How often and what you eat have been found to affect your dental health. Eating starchy foods such as crackers, bread, cookies and candy causes the bacteria in your mouth to feed on them, they then produce acids, which attack your teeth for up to 20 minutes or more. Also foods that stick to your teeth or are slow to dissolve give the acids more time to work on destroying your tooth enamel.

Starchy Foods
  • Crackers
  • Breads
  • Cookies
  • Candies
Sticky/Slow to Dissolve Foods
  • Granola Bars
  • Chewy Fruit Snacks
  • Dried Fruit
  • Potato Chips
  • Hard Candy
Sticky and starchy foods create less acid when eaten as part of a meal. Saliva production increases at mealtime, rinsing away food particles and neutralizing harmful acids.

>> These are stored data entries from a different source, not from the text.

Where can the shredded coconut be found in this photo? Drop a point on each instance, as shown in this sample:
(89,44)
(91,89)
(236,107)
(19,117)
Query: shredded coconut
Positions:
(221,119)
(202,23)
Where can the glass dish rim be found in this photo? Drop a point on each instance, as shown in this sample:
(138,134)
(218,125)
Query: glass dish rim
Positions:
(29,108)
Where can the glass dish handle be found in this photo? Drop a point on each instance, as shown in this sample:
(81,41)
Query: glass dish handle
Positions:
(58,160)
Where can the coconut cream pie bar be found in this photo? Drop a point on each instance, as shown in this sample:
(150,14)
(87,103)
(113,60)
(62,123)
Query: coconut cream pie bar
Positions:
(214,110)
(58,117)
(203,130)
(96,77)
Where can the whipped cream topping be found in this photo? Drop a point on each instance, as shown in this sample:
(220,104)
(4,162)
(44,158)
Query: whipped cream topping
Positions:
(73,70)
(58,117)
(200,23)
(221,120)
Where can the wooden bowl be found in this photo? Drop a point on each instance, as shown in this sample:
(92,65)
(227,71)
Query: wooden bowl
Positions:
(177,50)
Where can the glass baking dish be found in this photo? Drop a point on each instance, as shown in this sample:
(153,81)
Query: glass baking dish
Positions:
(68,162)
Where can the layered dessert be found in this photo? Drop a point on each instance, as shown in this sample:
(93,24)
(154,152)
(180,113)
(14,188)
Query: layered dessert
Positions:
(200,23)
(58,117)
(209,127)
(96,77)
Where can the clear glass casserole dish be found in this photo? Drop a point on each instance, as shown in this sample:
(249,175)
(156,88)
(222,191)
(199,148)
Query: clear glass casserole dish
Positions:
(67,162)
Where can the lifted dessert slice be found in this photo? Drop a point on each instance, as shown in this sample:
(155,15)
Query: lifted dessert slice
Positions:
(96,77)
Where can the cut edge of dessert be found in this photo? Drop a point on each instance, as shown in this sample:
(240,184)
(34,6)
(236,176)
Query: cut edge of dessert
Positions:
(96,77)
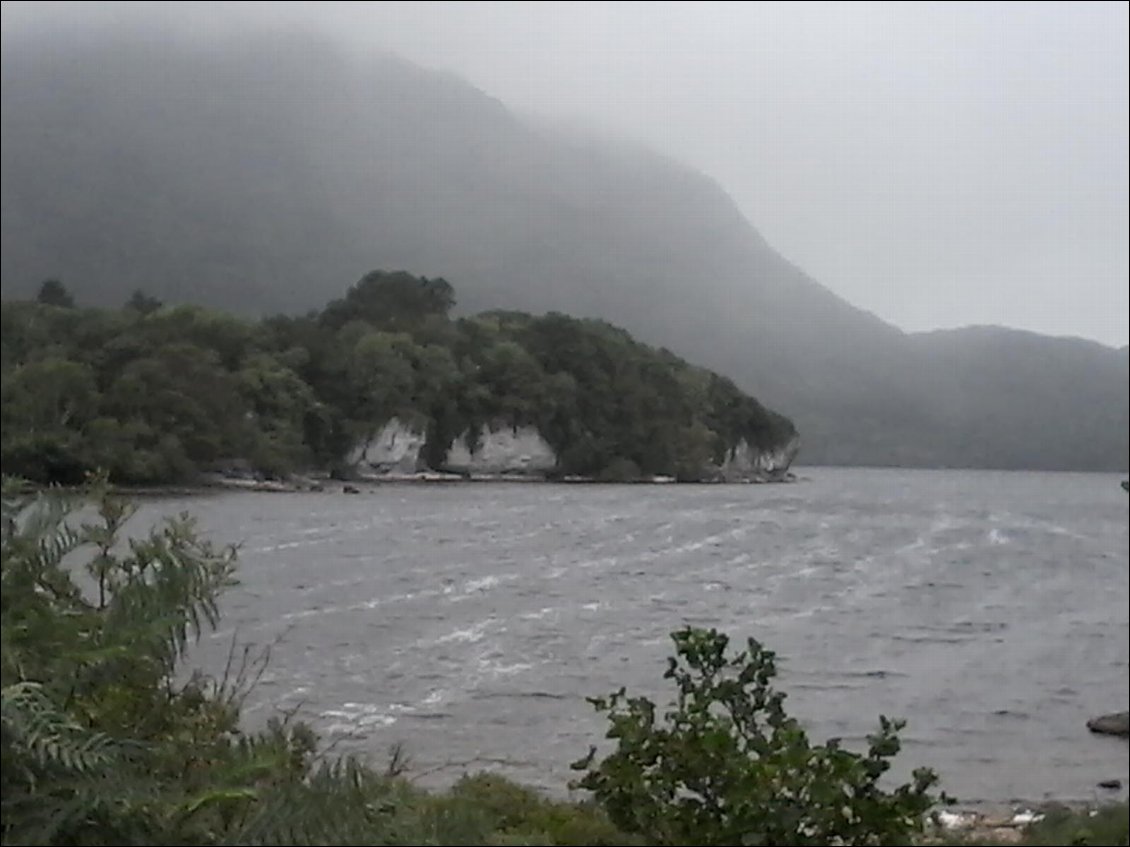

Foods such as nuts, cheese, onions, and some teas have been shown to slow growth of decay- causing bacteria in the mouth.

Drinks That Affect Teeth


Drinks have emerged as one of the most significant sources of acid.

Drinks such as regular soda, diet soda, sports drinks, canned iced tea and lemonades can lead to extensive tooth decay and enamel destruction because of the low pH or acidity of the drinks.

Enamel is the hardest substance in the body but it is susceptible to breakdown from acids found in soda/drinks. The more acidic the drink (the lower its pH), the more rapid the enamel destruction. Tooth enamel dissolves below 5.5.

It is important to note that exposed root surfaces de-mineralize twice as fast as that of enamel.

Soda/drinks may contain carbonic, phosphoric, malic, citric and tartaric acids and therefore have an acidic pH. Drinks that contain artificial sweeteners still pose a significant threat because of their acidic content.

ACID (ph)

Low = Bad

Water 7.00 (neutral)
Brewed Black Coffee 6.25
Brewed Black Tea 5.36
A&W Root Beer 4.80
Diet Sprite 3.34
Sprite 3.27
Diet Dew 3.27
Diet Coke 3.22
Mountain Dew 3.14
Gatorade 2.95
Canada Dry Ginger Ale 2.94
Diet Pepsi 2.94
Arizona Iced Tea 2.94
HI Punch 2.82
Coke 2.48
Pepsi 2.46

There are other areas of the body which are affected:
  • The phosphoric acid in beverages leaches calcium from bones, promoting osteoporosis.
  • The intake of excess calories from soda is contributing to the obesity/diabetes epidemic that is occurring in children/teenagers today.
The best things to drink are water, milk and 100% fruit juice, with the understanding that even milk and juice have sugar that can lead to decay.